Cape Town’s Airbnb debate: regulation, reality and what comes next

Keenan Prinsloo

16 March 2026

MAIN IMAGE: Grant Smee – CEO of Only Realty

Only Realty

Landlords need not fret just yet – as of March 2026, there are still no specific laws regulating short-term letting in South Africa. But thanks to Cape Town’s post-COVID tourism boom, there are increasing calls from policy makers, housing advocates and irate locals who’d like to see that change.

According to Grant Smee, CEO of Only Realty, while the rise of Airbnb has been raising concerns among body corporates for years – with many complexes banning short-term rentals over safety risks – pressure for a city-wide crackdown intensified in 2025 following the release of an explosive report revealing more than 26,000 Airbnb listings in Cape Town and ranking the city eighth in the world for Airbnb supply.

“That figure of 26,000 listings is striking on its own, but what really fanned the flame was the finding that roughly 70% of residential units in Cape Town’s CBD are either hotel-managed or listed on Airbnb,” says Smee.

“Consider the math: In a city already grappling with a severe shortage of long-term rentals, the median household income sits at around R14,000, yet a basic CBD Airbnb studio can cost roughly R36,000 for a 30-day stay. Small wonder the debate has caught fire among fed-up locals, and the City of Cape Town is listening.”

What changes the proposed regulations could bring

City officials are now weighing up a new by-law that would bring Airbnb operators in line with hotels. Under the proposal, properties used primarily for commercial short-term letting would be charged municipal rates at a commercial tariff rather than the lower residential rate – a shift that could see some owners’ rates bills double.

And Cape Town isn’t alone in tightening the screws. Nationally, the Department of Tourism is exploring policies that could cap the number of days a property may be rented out each year to balance tourism demand with local housing needs.

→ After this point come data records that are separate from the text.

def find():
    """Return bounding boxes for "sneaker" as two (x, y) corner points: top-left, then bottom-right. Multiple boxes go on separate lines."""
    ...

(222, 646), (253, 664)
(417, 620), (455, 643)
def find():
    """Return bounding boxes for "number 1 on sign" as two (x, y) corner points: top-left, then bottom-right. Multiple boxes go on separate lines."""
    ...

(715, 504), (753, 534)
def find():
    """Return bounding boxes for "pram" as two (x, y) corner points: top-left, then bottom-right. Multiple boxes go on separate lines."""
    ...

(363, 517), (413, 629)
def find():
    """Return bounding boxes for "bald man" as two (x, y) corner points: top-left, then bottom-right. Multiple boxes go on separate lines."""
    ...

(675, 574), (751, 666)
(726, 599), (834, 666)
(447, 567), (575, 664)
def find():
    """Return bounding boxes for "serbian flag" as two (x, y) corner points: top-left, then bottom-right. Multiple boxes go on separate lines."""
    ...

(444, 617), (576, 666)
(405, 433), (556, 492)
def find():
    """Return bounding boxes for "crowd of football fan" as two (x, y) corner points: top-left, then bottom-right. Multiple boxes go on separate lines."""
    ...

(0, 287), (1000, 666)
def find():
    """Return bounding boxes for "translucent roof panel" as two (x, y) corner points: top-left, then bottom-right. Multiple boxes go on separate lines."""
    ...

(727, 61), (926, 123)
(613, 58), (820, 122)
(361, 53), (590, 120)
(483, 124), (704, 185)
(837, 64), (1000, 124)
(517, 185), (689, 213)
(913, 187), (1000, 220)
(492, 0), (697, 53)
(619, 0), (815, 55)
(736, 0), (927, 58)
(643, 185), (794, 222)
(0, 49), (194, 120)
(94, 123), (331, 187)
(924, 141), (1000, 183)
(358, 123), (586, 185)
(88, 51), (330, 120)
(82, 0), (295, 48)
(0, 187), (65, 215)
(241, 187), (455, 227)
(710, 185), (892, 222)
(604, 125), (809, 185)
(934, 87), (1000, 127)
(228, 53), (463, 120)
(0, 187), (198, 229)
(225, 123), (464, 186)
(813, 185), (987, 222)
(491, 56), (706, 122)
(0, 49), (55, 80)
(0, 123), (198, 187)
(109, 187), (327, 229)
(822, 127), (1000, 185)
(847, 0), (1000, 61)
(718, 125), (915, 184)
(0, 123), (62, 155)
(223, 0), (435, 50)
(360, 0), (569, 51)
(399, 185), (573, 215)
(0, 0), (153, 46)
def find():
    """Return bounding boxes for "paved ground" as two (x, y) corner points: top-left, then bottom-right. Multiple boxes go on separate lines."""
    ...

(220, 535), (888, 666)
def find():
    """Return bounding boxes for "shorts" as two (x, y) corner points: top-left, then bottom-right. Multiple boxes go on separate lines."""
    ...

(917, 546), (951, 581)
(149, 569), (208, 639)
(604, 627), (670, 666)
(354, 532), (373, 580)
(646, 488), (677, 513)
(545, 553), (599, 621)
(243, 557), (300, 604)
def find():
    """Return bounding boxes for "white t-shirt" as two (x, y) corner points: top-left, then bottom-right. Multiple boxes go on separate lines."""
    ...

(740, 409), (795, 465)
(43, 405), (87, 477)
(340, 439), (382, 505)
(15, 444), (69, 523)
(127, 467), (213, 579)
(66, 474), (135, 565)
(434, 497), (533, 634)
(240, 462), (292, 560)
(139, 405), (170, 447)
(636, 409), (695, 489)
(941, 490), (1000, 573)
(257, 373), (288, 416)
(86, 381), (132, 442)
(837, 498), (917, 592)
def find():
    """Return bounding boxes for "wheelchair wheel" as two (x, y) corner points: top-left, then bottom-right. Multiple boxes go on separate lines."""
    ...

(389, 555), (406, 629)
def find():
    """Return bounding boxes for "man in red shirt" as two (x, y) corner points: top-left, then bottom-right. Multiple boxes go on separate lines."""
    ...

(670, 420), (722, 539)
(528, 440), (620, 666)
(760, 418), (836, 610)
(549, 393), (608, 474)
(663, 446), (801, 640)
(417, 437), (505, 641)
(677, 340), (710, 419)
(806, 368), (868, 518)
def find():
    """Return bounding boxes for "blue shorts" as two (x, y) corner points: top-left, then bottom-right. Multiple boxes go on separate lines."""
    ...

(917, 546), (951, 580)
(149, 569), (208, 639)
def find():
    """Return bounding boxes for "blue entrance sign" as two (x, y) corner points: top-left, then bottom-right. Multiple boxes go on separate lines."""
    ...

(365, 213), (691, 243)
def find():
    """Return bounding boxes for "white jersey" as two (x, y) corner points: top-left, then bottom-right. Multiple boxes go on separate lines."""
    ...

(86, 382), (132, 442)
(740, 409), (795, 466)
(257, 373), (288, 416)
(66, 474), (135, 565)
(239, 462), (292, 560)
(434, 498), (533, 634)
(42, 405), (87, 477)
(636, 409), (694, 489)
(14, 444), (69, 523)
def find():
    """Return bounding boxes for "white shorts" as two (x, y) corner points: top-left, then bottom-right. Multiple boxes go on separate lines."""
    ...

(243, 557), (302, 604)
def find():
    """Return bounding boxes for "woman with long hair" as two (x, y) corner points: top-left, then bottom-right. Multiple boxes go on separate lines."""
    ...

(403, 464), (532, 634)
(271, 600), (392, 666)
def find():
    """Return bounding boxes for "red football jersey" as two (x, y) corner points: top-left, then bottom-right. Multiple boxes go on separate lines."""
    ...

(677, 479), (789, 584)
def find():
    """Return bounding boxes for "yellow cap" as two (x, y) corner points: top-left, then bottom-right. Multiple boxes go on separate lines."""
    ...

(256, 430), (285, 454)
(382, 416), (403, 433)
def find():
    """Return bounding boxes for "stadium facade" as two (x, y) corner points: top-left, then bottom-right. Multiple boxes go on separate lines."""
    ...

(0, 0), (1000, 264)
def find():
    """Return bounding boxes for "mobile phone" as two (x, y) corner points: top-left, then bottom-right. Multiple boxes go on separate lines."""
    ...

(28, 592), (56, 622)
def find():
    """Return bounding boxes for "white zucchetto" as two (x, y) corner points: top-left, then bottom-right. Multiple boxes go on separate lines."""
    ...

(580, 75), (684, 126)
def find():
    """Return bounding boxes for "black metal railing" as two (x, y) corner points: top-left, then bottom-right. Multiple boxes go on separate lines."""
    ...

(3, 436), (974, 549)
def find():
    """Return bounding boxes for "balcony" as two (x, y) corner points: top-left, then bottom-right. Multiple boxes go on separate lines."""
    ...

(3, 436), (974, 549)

“Other proposals include mandatory registration for all short-term rental properties and the potential requirement that hospitality taxes be paid.”

Investors need to get ready for the new reality

“While these regulations are still in the proposal stage, many -myself included- see their implementation as inevitable,” adds Smee.

In the meantime, the City of Cape Town is urging Airbnb operators to self-regulate and review their property’s rates classification.

“But enforcement won’t rely on trust alone,” says Smee. “Officials are expected to use occupancy and availability data from Airbnb and other platforms to determine whether a property is functioning primarily as a commercial short-term rental and engage directly with owners whose data indicates that they should be paying commercial rates.”

Smee adds that this evolution of Cape Town’s short-term rental landscape is about compliance, not punishment.

“When residential properties begin operating like hospitality businesses – and generating significantly more revenue than they would by traditional long-term letting – it’s perfectly reasonable for municipalities to assess whether they should be treated like commercial operations instead,” notes Smee, adding that hotels already operate within strict regulatory and tax frameworks.

For investors, the real risk right now isn’t regulation – it’s uncertainty. “Property owners should begin stress-testing their investment assumptions. Ask yourself, if rates rise or occupancy limits are introduced, will the numbers still work?”

He adds that some investors may also need to consider hybrid strategies, shifting between short-term and longer-term rentals – depending on market conditions.

“Ultimately, the advice is simple: the investors who succeed in this market will be those who adapt quickly to the evolving regulatory landscape, rather than waiting for the dust to settle” he concludes.